P(¹³C) = ((27 x 1.1%) x 10% (the actual size of the M⁺ peak)) / 100% = 2.97%

P(²H) = ((44 x 0.015%) x 10%) / 100%= 0.07%

P(¹⁷O) = ((1 x 0.04%) x 10%) / 100% = 0.004%

P_M+1i. e.¹³C, ²H, and¹⁷O contributions from C₂₇H₄₅O⁺ to m/z 386 = 3.04%

Similarly, the theoretical calculation of isotopic peak P_M+2 for the protonated cholecalciferol was presented below:

P(¹⁸O) = ((1 x 0.20%) x 10%) / 100% = 0.02%

P_M+2 of ¹⁸O contribution from C₂₇H₄₅O⁺ to m/z 387 = 0.02%

The calculated isotopic abundance of P_M+1 and P_M+2 values were close to the calculated value (Table 2). From the above calculation, it has been found that ¹³C and ¹⁸O have major contribution to m/z 386 and 387 of cholecalciferol.

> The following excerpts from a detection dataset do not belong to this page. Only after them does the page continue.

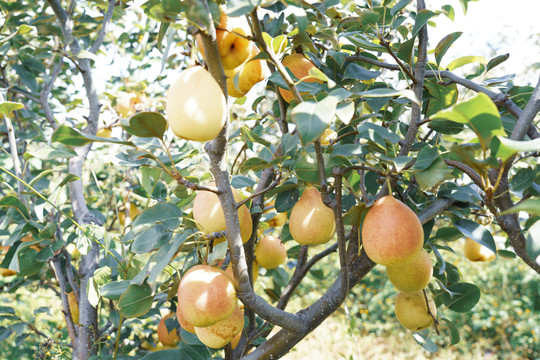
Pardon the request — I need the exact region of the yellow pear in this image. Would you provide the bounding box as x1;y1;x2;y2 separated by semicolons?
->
395;290;437;331
225;261;259;286
193;182;253;244
231;331;242;350
362;195;424;266
96;128;112;139
178;265;237;328
463;238;496;262
157;313;180;346
288;186;336;246
165;66;227;142
255;235;287;269
279;53;322;102
225;46;270;98
386;249;433;292
176;306;195;334
195;306;244;349
195;12;255;70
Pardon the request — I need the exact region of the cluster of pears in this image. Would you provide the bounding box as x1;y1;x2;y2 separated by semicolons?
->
362;195;437;331
176;265;244;349
196;11;270;98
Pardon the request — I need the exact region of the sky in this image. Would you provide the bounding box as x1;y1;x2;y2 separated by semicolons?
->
426;0;540;85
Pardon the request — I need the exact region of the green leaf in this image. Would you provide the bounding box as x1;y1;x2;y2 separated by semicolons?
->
424;80;458;117
0;101;24;116
356;121;401;146
412;332;439;353
445;56;487;71
442;318;460;346
443;283;480;313
493;135;540;161
411;145;439;170
437;186;482;203
131;224;172;254
0;195;30;220
486;54;510;72
293;151;349;184
435;31;463;65
501;198;540;215
343;63;381;80
227;0;261;17
356;88;420;104
291;96;337;145
274;187;299;213
411;9;438;36
51;125;134;146
240;158;272;173
118;284;154;318
132;203;182;234
99;280;130;300
431;93;506;149
390;0;412;16
24;144;77;160
525;220;540;263
442;5;455;21
141;344;212;360
148;231;193;285
454;219;497;252
58;174;81;188
414;157;452;191
121;111;167;139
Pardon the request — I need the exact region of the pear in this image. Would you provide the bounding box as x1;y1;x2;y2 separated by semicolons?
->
165;66;227;142
395;290;437;331
255;235;287;269
362;195;424;266
178;265;237;328
288;186;336;246
193;182;253;244
279;53;322;102
463;238;496;262
386;249;433;292
195;306;244;349
157;313;180;346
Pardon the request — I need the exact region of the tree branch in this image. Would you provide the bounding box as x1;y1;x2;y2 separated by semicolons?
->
399;0;428;156
242;199;454;360
89;0;116;54
201;0;303;331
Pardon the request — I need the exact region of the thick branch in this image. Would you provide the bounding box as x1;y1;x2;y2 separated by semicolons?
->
89;0;116;54
399;0;428;156
510;77;540;140
201;1;303;331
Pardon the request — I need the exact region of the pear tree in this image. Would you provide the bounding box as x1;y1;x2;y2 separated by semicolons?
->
0;0;540;360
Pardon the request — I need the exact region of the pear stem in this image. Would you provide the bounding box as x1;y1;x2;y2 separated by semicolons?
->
386;176;392;196
422;289;441;335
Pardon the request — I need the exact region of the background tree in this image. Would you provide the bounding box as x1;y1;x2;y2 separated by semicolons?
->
0;0;540;359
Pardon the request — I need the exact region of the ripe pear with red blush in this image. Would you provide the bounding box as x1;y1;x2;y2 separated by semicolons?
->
195;306;244;349
362;195;424;266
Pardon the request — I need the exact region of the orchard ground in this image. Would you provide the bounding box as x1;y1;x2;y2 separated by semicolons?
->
0;240;540;360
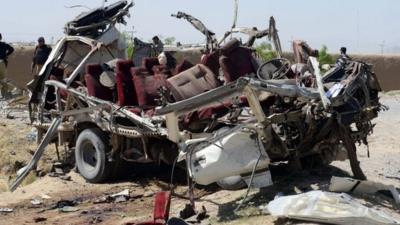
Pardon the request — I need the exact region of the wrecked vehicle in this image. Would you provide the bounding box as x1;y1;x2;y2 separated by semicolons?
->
11;1;381;195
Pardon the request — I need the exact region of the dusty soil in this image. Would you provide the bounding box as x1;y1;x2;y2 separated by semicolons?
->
0;92;400;225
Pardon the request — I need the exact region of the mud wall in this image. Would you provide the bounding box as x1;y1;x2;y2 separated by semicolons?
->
7;46;35;89
351;55;400;91
8;47;400;91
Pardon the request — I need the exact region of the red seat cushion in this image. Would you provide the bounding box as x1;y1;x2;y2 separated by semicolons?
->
85;64;113;101
116;60;138;106
219;39;256;83
168;64;220;101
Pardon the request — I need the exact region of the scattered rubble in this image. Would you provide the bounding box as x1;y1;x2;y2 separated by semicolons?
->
0;208;14;213
329;176;400;205
267;191;400;225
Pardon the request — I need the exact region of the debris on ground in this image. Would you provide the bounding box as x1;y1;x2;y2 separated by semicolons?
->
58;206;79;213
31;199;43;205
267;191;400;225
0;208;14;213
51;200;79;209
329;176;400;204
126;191;171;225
93;189;131;204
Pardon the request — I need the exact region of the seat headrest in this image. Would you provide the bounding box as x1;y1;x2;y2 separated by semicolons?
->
142;57;160;73
221;38;240;55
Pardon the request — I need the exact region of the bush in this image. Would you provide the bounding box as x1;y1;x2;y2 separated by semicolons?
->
255;42;278;62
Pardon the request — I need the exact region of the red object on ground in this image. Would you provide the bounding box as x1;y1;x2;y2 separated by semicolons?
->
127;191;171;225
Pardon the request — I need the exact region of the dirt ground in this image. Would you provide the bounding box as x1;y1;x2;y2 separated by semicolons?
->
0;92;400;225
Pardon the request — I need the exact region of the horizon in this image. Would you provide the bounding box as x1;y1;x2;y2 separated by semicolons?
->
0;0;400;54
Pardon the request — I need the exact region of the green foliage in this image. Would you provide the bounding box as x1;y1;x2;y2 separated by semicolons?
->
121;32;134;60
164;37;176;45
126;41;134;60
255;42;278;62
318;45;335;66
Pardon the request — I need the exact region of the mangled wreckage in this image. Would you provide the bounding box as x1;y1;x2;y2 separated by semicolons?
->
11;1;381;193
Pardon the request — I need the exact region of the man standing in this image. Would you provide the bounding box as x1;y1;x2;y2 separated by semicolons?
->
32;37;51;74
336;47;351;66
0;33;14;98
152;36;164;56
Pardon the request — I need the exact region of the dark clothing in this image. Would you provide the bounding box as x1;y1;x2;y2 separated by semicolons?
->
0;42;14;62
33;45;51;65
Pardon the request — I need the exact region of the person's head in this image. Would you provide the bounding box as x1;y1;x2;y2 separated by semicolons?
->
157;52;168;66
152;36;160;44
340;47;347;54
38;37;45;46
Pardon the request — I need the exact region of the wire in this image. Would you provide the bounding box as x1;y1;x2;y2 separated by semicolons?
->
234;129;262;212
169;153;179;191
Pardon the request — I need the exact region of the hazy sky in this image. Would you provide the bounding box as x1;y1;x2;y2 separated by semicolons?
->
0;0;400;53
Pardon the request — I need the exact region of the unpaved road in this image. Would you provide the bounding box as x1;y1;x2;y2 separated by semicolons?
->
0;93;400;225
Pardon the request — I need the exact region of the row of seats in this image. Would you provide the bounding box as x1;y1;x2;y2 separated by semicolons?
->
85;40;256;128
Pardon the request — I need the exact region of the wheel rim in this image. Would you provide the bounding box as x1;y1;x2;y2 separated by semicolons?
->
81;141;98;171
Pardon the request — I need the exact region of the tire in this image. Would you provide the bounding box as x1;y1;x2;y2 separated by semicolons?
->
216;176;247;191
75;128;114;183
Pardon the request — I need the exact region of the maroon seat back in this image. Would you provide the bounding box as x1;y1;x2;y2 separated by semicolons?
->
174;59;194;74
116;60;138;106
85;64;113;101
131;68;167;108
168;64;220;101
201;51;220;74
142;57;160;74
219;39;257;83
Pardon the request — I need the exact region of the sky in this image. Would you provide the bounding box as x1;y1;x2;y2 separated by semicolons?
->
0;0;400;54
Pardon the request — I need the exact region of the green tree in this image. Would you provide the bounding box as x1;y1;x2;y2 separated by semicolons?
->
122;32;134;60
255;42;278;62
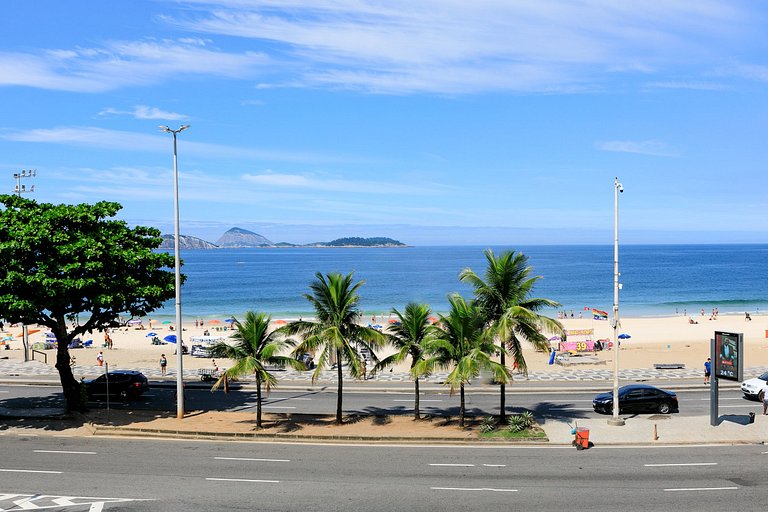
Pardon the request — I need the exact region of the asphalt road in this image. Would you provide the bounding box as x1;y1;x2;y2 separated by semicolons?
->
0;431;768;512
0;385;762;419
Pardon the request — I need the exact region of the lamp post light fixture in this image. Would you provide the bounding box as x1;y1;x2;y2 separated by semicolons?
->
160;124;189;419
608;178;624;427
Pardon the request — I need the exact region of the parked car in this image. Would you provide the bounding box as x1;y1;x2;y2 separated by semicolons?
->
83;370;149;400
741;372;768;400
592;384;678;414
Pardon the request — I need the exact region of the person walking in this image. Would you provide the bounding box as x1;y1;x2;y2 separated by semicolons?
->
704;357;712;384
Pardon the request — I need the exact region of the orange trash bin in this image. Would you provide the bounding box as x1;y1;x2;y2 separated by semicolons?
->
576;427;589;450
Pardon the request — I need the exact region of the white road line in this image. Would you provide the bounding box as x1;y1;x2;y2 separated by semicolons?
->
430;487;517;492
643;462;717;468
664;487;738;492
206;478;280;484
32;450;96;455
214;457;291;462
0;469;62;475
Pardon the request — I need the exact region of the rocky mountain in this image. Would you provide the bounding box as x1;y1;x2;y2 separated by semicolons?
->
160;235;218;250
216;228;275;248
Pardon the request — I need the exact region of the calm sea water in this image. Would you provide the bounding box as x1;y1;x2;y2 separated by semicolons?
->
153;245;768;320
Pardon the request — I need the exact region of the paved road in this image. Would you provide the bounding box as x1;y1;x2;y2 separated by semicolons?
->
0;385;762;418
0;432;768;512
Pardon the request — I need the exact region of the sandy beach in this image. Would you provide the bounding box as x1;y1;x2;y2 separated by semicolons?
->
0;315;768;378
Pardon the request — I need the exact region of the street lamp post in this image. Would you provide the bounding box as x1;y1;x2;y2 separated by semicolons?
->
160;124;189;419
608;178;624;427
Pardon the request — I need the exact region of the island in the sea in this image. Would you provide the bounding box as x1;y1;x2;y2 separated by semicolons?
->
160;228;406;249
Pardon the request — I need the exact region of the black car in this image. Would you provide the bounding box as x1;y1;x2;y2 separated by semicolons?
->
592;384;678;414
83;370;149;400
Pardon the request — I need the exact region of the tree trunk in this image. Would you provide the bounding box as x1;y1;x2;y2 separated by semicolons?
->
499;341;507;425
56;340;80;412
413;377;421;420
336;349;344;425
256;377;261;428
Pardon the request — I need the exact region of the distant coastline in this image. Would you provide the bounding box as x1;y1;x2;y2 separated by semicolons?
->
159;228;408;250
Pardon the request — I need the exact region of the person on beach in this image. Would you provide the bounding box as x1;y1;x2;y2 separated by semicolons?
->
704;357;712;384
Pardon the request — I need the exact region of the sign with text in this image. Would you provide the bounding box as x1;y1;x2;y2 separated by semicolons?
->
714;331;744;382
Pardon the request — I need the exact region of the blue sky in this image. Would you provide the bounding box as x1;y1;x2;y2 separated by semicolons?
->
0;0;768;245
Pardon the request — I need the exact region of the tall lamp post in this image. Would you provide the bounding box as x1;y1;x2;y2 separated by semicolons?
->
13;169;37;363
160;124;189;419
608;178;624;427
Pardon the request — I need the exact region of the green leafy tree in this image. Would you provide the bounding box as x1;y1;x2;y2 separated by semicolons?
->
211;311;304;428
0;195;175;410
415;294;511;427
373;302;432;420
459;249;563;422
281;272;385;424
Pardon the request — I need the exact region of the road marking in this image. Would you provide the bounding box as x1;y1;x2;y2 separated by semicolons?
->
32;450;96;455
0;469;62;475
664;487;738;492
206;478;280;484
430;487;517;492
643;462;717;468
214;457;291;462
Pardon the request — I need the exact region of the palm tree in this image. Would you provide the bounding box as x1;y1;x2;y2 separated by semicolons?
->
415;294;511;427
373;302;432;420
459;249;563;422
211;311;304;428
281;272;385;425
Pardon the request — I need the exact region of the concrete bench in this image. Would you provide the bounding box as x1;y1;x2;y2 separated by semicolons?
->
653;363;685;370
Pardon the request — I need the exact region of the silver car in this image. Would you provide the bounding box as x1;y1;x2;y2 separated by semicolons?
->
741;372;768;400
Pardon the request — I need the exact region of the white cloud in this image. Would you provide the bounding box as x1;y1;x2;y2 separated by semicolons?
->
595;140;678;156
0;39;269;92
163;0;757;94
98;105;189;121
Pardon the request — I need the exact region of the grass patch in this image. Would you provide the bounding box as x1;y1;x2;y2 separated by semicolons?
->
479;427;547;439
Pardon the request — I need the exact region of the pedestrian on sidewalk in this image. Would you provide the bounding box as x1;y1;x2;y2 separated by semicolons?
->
704;357;712;384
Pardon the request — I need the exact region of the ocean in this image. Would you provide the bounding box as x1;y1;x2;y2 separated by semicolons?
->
151;244;768;321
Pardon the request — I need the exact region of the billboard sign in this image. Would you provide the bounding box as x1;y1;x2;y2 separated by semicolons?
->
714;331;744;382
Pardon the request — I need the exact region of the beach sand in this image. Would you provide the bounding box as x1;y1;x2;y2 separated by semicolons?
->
0;314;768;378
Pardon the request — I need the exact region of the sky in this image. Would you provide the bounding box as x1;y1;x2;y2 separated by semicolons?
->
0;0;768;246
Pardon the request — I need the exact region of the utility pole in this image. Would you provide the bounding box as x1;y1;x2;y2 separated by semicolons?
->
13;169;37;363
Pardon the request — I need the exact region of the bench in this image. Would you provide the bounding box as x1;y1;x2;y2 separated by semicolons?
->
653;363;685;370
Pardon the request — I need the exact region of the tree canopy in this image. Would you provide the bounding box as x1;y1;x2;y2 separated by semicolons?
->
0;195;175;409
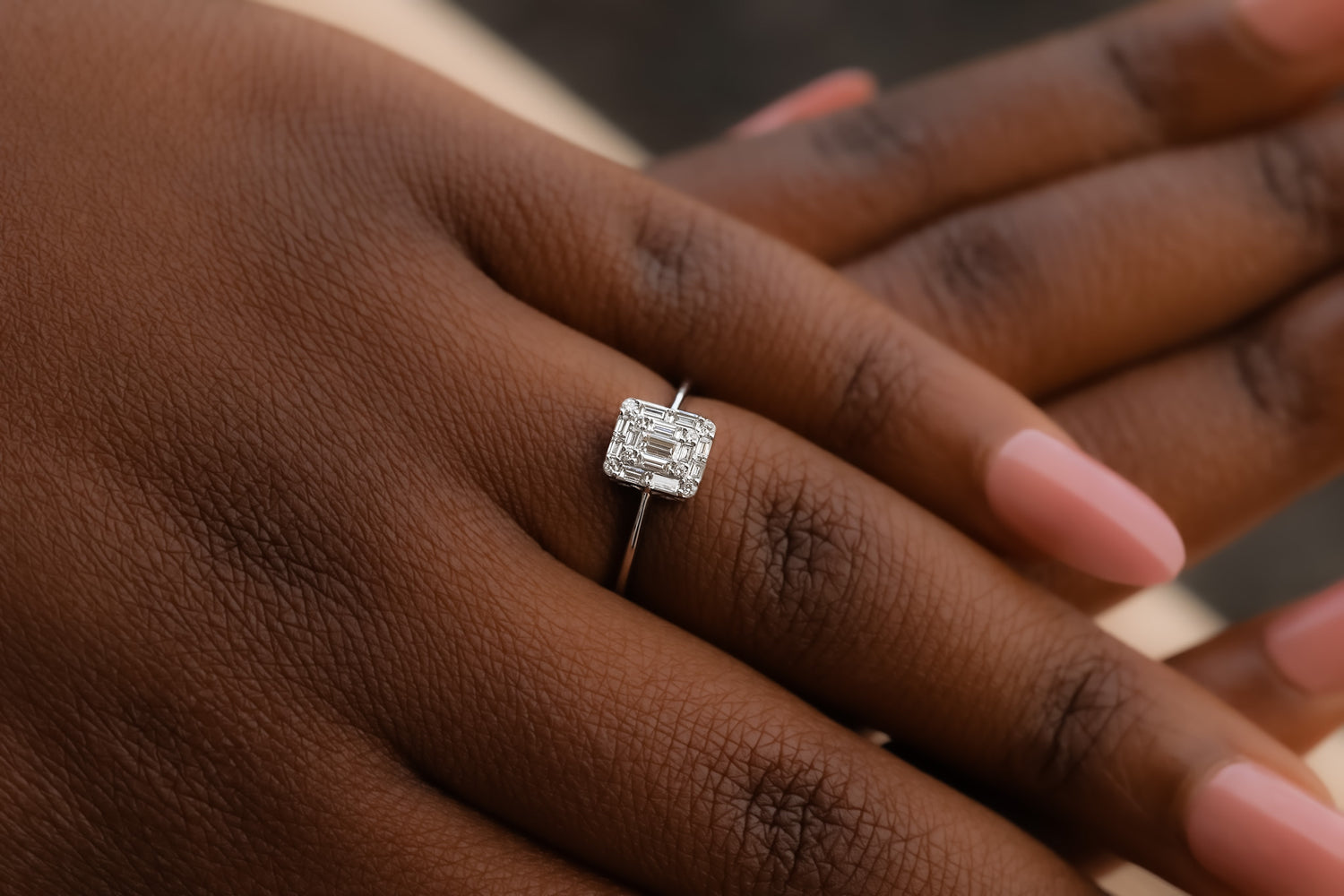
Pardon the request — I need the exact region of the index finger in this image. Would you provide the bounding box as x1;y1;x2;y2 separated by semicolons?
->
652;0;1344;262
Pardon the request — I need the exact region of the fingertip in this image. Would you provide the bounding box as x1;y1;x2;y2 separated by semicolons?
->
986;430;1185;587
728;68;878;138
1236;0;1344;59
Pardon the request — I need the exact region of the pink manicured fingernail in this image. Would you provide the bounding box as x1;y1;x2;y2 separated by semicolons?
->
728;68;878;137
1238;0;1344;56
986;430;1185;586
1265;584;1344;698
1185;763;1344;896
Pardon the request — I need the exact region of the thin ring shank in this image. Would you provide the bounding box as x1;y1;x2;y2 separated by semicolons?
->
616;380;691;598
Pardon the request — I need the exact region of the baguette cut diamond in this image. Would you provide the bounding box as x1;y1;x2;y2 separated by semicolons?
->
602;398;715;500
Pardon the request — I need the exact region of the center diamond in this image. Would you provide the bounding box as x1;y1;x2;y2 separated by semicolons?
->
602;398;715;498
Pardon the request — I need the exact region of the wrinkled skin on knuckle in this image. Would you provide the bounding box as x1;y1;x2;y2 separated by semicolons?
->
1008;635;1150;794
698;441;867;675
1249;110;1344;258
706;731;964;896
1228;282;1344;443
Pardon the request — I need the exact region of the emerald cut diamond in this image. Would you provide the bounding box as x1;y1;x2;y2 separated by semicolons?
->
602;398;715;500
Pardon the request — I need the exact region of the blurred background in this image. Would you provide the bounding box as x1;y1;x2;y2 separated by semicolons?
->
457;0;1344;619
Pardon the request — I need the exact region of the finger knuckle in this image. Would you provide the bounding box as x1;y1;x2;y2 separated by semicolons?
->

The GC-MS based isotopic abundance ratio analysis of the treated sample was calculated compared to the control sample. P_M, P_M+1, and P_M+2 for cholecalciferol near m/z 385, 386, and 387, respectively of the control and treated samples, which were obtained from the observed relative peak intensities of [M⁺], [(M+1)⁺], and [(M+2)⁺] peaks, respectively in the mass spectra. The isotopic abundance ratio of P_M+1/P_M and P_M+2/P_M in the treated cholecalciferol was significantly increased by 66.39% and 62.69%, respectively compared to the control sample (Table 2). Therefore, the¹³C, ²H, ¹⁷O and 18O contributions from C₂₇H₄₄O⁺ to m/z 386 and 387 in the treated cholecalciferol were significantly increased compared with the control sample. Figure 5.

LC-MS and GC-MS study confirmed the structure of cholecalciferol. The isotopic abundance ratios of P_M+1/P_M (²H/¹H or ¹³C/¹²C or ¹⁷O/¹⁶O) and P_M+2/P_M (¹⁸O/¹⁶O) in the treated cholecalciferol were significantly increased compared to the control sample. The altered isotopic composition of the Trivedi Effect^®-Consciousness Energy Healing Treated cholecalciferol might have altered the neutron to proton ratio in the nucleus via the possible mediation of neutrino 15. Neutrino is a subatomic particle but has no electrical charge and a very small mass. These are one of the most abundant particles in the universe. The neutrinos have the ability to interact with protons and neutrons in the nucleus, which might have a close relation between neutrino and the isotope formation 153435. The isotopic abundance ratios ²H/¹H or ¹³C/¹²C or ¹⁷O/¹⁶O or ¹⁸O/¹⁶O would influence the atomic bond vibration of treated cholecalciferol 42. The increased isotopic abundance ratio of the treated cholecalciferol may increase the intra-atomic bond strength, increase its stability. The Biofield EnergyTreated cholecalciferol would be more stable and suitable for the prevention and treatment of various diseases such as vitamin D deficiency, rickets, osteoporosis, arthritis, multiple sclerosis, cancer, diabetes mellitus, mental disorders, cardiovascular diseases, hypertension, infections, influenza, cognitive impairment in older adults, Parkinson’s and Alzheimer’s diseases, autoimmune disease, dementia, glucose intolerance, multiple sclerosis, etc.